RESIDUAL POLITICAL OBJECTIONS CHALLENGED.

Publication: Monitor Volume: 7 Issue: 78

On April 17-20, Spain’s Foreign Affairs Minister Josep Pique paid an official visit to Estonia, Latvia and Lithuania–the first high-level Spanish visit to the Baltic states in the ten years of restored independence. Pique called for the simultaneous admission of the three states to NATO at next year’s Prague summit of the alliance. Two of his arguments stand out. First, that NATO’s Baltic enlargement–in a single round embracing the three countries–is “a very good thing” both for the alliance and for Russia, because it would increase security for all countries in that region. This type of message is clearly more constructive to the West’s relations with Russia, and more educational to Moscow itself, than the message from those who would postpone the admission of the Baltic states to NATO out of residual deference to Moscow’s imperial history. Pique’s other thesis cited Spain’s experience in joining Western institutions. He suggested that admission to the European Union and to NATO are equally important and complementary, while advancing distinct aspects of Western integration. This observation aims straight at the pretense that the EU can somehow substitute for NATO in guaranteeing the military security of the Baltic states or the region.

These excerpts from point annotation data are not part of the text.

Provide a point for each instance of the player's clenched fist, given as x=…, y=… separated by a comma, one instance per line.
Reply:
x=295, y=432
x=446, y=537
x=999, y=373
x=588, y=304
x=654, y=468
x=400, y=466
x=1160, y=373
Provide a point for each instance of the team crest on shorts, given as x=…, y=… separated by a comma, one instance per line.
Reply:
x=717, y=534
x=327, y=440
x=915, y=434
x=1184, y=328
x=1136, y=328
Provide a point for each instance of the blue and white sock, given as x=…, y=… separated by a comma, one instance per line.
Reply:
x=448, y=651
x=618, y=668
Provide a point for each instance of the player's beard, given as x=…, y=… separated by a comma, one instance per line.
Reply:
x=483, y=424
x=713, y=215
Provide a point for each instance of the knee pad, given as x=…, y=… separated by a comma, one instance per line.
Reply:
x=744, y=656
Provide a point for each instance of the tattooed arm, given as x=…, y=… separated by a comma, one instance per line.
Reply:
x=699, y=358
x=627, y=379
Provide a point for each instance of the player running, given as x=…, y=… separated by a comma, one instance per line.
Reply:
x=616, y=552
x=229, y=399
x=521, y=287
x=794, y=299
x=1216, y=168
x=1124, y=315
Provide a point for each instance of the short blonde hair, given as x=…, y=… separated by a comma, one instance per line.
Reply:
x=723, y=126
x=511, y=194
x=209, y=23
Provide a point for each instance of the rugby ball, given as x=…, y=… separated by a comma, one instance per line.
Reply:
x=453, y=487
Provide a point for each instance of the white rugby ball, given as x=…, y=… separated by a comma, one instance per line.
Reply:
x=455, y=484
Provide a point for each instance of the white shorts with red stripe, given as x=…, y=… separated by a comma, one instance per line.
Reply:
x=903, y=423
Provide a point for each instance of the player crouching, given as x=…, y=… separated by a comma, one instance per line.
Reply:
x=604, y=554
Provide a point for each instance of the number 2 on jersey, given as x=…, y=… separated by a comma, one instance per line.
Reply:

In Germany, two current position papers, emanating from near the top of the two major parties and widely reported in the press, recommend that the Baltic states be invited to join NATO at the next summit. With that, the two policy papers depart from the Social Democrat-Green government’s prevarication from the Christian Democrats’ order of priorities regarding NATO enlargement.

The first was written by the Bundestag deputies Markus Meckel and Peter Zumkley, who are top Social-Democrat specialists on foreign policy and defense. They argue that NATO will be well placed in 2002 to invite Slovakia, Slovenia and the three Baltic states to join; that failure to enlarge next year would damage the alliance’s credibility; and that delaying the decision could lead to a “re-nationalization” of defense and security policies by rejected countries, seriously undermining political stability and economic development both nationally and regionally.

In the opposition Christian Democrat/Christian Social Union, the CSU wing has endorsed a policy paper by its Foreign Policy and Defense Working Group in the Bundestag, supporting the Baltic enlargement of the alliance next year. Author Christian Schmidt and the CSU caution against any official or tacit acceptance of Moscow’s objections to Baltic membership in NATO. The paper, furthermore, takes issue with the CDU wing’s priorities as outlined recently by Volker Ruehe, the former long-serving minister of defense. The Ruehe thesis artificially counterposes other candidacies to that of the Baltic states for NATO membership, and holds that the Balts do not really need NATO guarantees because they can get them some time later from the EU and because the Baltic region is stable anyway.

That thesis bears the marks of improvisation and seems destined for a short lifespan. The CSU paper–like the Social-Democrats’–argues that the admission of the three Baltic states along with that of Slovakia and Slovenia is advisable as well as feasible in the second round of enlargement next year. That view, should it continue to gain adherents, creates a potential basis for German bipartisan consensus on the scope and pace of NATO’s enlargement that would include early Baltic membership.

Ten years ago, Iceland became the first NATO country to officially recognize the Baltic states’ restored independence through an official statement by then Foreign Affairs Minister Jon Baldvin Hanibalsson. Last week in Washington, Hanibalsson–now ambassador to the United States–declared: “Leaving Estonia, Latvia and Lithuania once again outside the overall security system, in a gray zone or a political no-man’s land waiting to be filled by a reborn imperial ambition of a new generation of nationalist leaders in Russia, is certainly not conducive to stability and peace in Europe in the future” (DPA, Frankfurter Allgemeine Zeitung, April 12, 17; BNS, ELTA, LETA, ETA, April 2-3, 11-20; CTK, April 13, 17; see the Monitor, February 6, 22, March 16, April 11; Fortnight in Review, April 13).